"Unis la Fraîcheur et le Feu" disait Eluard à Poulenc, qui fit de ce titre un merveilleux petit cycle de mélodies. Fraîcheur d'un charme mélodique désarmant, Feu d'une inspiration ardente, revivifiée par la Foi. Cette union improbable et pourtant si naturelle a garanti le succès du musicien, de son temps à nos jours. Analyse d'une popularité sans faille, d'une éternelle jeunesse, au travers de ses plus grandes œuvres.
"En Poulenc, il y a du moine et du voyou" disait Claude Rostand. Et, plus récemment, Stéphane Friédérich titrait : "Francis Poulenc : la gravité du pince-sans-rire". A la lecture du catalogue de l'œuvre, cette alternance frappe en effet tout de suite. Il ne s'agit cependant pas d'empreinte commune, de tragi-comédie, de mélange shakespearien des genres, mais plutôt d'une évolution parallèle, faisant concourir constamment pages légères et pages profondes, poèmes enjoués et motets vibrants, ballets érotiques et cantates douloureuses. Dichotomie étrange, qui jamais n'embarrassa le Maître, conscient de ses deux penchants, et les réunissant joyeusement, pour le plus grand bonheur des mélomanes. Et Denise Duval pourra chanter tour à tour Les Mamelles de Tirésias et Dialogues des Carmélites sans aucune angoisse métaphysique.

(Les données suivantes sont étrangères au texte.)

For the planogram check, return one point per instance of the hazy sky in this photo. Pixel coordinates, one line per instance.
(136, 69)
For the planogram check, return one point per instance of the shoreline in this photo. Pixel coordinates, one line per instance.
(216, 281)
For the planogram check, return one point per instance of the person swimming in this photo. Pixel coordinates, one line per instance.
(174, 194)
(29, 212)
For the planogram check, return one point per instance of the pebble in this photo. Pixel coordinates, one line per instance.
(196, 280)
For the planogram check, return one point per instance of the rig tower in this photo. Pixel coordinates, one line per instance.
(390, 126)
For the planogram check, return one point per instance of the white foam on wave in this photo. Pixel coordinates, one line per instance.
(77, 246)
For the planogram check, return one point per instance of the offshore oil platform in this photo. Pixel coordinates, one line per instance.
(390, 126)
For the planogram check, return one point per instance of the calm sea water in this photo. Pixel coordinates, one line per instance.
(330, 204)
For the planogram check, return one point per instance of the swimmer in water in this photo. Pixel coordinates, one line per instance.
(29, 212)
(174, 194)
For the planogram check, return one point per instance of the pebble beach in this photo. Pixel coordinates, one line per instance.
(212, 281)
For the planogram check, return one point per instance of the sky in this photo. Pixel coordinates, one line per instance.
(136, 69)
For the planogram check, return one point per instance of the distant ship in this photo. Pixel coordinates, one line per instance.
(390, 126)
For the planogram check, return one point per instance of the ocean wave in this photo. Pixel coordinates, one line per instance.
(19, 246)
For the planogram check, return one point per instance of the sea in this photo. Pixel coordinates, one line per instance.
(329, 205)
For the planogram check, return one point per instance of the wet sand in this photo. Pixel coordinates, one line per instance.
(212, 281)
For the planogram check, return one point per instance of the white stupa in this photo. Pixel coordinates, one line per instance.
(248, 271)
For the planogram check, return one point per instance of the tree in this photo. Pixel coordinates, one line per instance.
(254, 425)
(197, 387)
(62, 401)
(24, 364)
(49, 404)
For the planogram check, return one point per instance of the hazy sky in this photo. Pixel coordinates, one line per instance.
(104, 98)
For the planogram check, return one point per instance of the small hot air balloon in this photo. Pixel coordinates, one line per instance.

Chez Poulenc, il n'y a pas de "périodes", au grand dam des critiques qui aiment classer, répertorier, scinder. Il a trouvé son style tout seul, apparu comme Minerve sortant du cerveau de Jupiter. Par une feinte indifférence, l'inspiration "voyou" côtoiera l'inspiration "moine", avec une recrudescence de celle-ci à partir de 1936, lors de la conversion du compositeur.